Profit, Not Just Revenue

Revenue alone doesn't tell the whole story — plenty of companies bring in billions and still lose money. PayPal did not. It posted net income of $5.2B in FY2025, meaning it kept a substantial share of its revenue as actual profit after expenses. That's a healthy sign for a company operating in the competitive digital payments space.

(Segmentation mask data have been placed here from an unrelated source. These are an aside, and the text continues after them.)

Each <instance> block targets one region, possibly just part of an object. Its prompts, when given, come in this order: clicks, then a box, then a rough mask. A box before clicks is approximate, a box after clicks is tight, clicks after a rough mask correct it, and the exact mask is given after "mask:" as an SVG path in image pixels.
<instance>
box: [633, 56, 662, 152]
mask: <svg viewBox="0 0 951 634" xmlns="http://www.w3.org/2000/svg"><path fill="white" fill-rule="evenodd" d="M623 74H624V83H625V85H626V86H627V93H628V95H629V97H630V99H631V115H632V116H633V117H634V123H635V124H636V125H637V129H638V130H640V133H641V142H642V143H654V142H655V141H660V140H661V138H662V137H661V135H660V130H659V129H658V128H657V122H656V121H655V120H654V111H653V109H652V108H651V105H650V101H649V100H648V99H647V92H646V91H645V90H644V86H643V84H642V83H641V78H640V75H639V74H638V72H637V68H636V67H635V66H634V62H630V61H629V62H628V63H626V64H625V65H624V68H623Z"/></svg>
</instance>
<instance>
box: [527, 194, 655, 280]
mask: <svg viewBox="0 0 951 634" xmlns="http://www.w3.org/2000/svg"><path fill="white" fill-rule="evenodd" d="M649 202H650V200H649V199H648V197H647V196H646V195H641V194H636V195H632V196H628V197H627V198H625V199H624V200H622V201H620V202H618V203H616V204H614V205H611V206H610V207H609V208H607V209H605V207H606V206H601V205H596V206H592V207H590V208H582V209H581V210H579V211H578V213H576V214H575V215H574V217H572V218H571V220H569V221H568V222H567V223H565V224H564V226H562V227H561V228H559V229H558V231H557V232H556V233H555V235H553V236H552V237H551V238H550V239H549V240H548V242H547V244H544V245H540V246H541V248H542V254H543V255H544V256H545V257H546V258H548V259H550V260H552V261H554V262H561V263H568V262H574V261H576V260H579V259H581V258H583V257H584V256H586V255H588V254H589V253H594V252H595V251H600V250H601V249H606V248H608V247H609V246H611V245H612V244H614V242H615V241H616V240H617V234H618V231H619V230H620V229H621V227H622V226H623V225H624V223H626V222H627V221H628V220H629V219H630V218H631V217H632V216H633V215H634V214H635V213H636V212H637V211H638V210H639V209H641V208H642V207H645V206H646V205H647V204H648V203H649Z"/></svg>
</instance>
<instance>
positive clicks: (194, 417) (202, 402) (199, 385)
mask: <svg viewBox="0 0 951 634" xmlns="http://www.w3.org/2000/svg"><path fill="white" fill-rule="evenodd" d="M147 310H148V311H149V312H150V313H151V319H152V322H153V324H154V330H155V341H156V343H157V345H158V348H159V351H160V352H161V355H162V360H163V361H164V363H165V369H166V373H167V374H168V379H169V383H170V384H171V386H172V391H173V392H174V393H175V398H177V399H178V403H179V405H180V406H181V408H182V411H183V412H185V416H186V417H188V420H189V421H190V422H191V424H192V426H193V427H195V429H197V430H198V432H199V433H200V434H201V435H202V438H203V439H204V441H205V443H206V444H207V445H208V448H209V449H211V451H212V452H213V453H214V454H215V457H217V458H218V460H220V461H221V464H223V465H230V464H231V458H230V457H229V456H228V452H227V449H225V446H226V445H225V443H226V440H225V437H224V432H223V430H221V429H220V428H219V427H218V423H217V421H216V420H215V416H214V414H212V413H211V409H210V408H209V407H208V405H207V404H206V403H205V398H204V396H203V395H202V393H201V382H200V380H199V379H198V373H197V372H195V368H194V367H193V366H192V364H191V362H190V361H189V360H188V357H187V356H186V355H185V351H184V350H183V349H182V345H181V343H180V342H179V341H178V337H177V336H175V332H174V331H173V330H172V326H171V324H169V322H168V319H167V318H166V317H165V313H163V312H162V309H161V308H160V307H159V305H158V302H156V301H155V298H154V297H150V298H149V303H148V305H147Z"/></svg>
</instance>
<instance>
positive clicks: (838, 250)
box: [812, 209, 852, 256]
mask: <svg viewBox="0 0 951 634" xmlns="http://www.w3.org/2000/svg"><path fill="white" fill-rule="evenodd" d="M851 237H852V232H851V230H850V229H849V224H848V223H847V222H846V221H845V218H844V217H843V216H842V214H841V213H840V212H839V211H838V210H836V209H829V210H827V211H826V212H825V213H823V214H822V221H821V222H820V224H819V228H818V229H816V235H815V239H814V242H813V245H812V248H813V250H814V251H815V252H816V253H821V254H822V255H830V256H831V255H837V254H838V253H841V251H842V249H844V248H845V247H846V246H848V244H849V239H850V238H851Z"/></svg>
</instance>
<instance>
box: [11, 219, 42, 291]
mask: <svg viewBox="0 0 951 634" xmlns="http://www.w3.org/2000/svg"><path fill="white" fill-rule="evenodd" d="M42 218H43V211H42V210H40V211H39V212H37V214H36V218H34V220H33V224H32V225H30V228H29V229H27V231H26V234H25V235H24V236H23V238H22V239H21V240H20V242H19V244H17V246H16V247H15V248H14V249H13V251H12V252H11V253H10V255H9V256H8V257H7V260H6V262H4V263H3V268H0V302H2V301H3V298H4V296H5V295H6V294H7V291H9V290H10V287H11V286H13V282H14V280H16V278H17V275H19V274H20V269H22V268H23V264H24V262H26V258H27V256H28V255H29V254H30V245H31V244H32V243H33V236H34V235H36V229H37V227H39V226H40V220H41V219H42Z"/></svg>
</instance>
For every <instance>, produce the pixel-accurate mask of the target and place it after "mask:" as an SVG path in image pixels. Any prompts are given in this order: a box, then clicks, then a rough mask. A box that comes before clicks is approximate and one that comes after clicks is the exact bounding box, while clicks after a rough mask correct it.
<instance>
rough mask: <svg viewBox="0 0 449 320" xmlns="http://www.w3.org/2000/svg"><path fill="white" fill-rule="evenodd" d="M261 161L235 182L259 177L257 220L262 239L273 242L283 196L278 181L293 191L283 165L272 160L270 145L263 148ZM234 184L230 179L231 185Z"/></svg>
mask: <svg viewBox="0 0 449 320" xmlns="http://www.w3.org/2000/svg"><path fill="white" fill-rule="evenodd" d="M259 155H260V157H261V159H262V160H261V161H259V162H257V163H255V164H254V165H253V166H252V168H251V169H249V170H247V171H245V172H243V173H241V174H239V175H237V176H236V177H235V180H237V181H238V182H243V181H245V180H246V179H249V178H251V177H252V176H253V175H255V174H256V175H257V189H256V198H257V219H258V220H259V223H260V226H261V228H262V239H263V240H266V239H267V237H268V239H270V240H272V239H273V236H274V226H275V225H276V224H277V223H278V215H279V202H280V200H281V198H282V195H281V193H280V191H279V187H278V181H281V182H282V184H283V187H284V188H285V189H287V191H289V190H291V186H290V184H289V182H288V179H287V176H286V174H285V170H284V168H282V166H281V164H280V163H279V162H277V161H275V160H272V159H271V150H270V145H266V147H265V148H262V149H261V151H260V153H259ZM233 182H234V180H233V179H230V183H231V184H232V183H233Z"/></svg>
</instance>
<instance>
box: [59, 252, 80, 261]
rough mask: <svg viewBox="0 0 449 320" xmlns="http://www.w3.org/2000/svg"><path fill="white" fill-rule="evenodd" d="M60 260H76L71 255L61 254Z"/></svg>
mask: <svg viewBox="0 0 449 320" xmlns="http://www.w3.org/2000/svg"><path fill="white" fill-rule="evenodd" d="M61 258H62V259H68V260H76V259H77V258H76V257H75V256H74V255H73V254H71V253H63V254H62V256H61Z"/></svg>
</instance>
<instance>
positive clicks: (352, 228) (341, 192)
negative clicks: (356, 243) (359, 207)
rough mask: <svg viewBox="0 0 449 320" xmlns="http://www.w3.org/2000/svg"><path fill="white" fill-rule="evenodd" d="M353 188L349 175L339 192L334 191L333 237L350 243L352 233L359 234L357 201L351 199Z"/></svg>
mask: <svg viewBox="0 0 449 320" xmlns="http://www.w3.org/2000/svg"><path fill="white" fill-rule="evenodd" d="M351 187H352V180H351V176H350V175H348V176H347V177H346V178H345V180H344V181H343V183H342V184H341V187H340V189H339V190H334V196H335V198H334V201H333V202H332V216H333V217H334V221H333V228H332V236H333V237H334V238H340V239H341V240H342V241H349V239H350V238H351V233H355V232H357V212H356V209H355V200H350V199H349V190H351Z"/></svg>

What the Balance Sheet Shows

PayPal's total assets stand at $80.2B, a figure that reflects everything the company owns — cash, receivables, technology infrastructure, and more — versus what it owes. Combined with its profitability, this gives a picture of a financially substantial operation rather than a thinly capitalized startup.

Users at Scale

The company had 439 million active accounts at the end of 2025. That user base, spanning both PayPal and Venmo, is what generates the transaction volume behind those revenue figures — a reminder that behind the balance sheet numbers are hundreds of millions of individual people and businesses relying on the service.

How the Market Values It

Market capitalization — the total value investors currently place on all of PayPal's shares — sits at $36.4B, with shares recently trading at $55.52. That valuation puts the company's price-to-earnings ratio at 10.3, a way of comparing the stock price to the profit the company actually generates.

A Stock Off Its Highs

Worth noting: shares are currently trading 29% below their 52-week high, meaning the stock has pulled back meaningfully from where it traded within the past year. PayPal also pays a dividend yielding about 1.01% annually, a modest cash return to shareholders on top of any change in share price.

Who Runs the Company

PayPal is headquartered in San Jose, California, and employs approximately 23,800 people. It's classified within the Professional Services industry and remains a publicly traded company, meaning its financial results are disclosed regularly to the public and regulators.

The Bottom Line

This article draws on public filings and market data and is intended as factual reporting, not investment advice.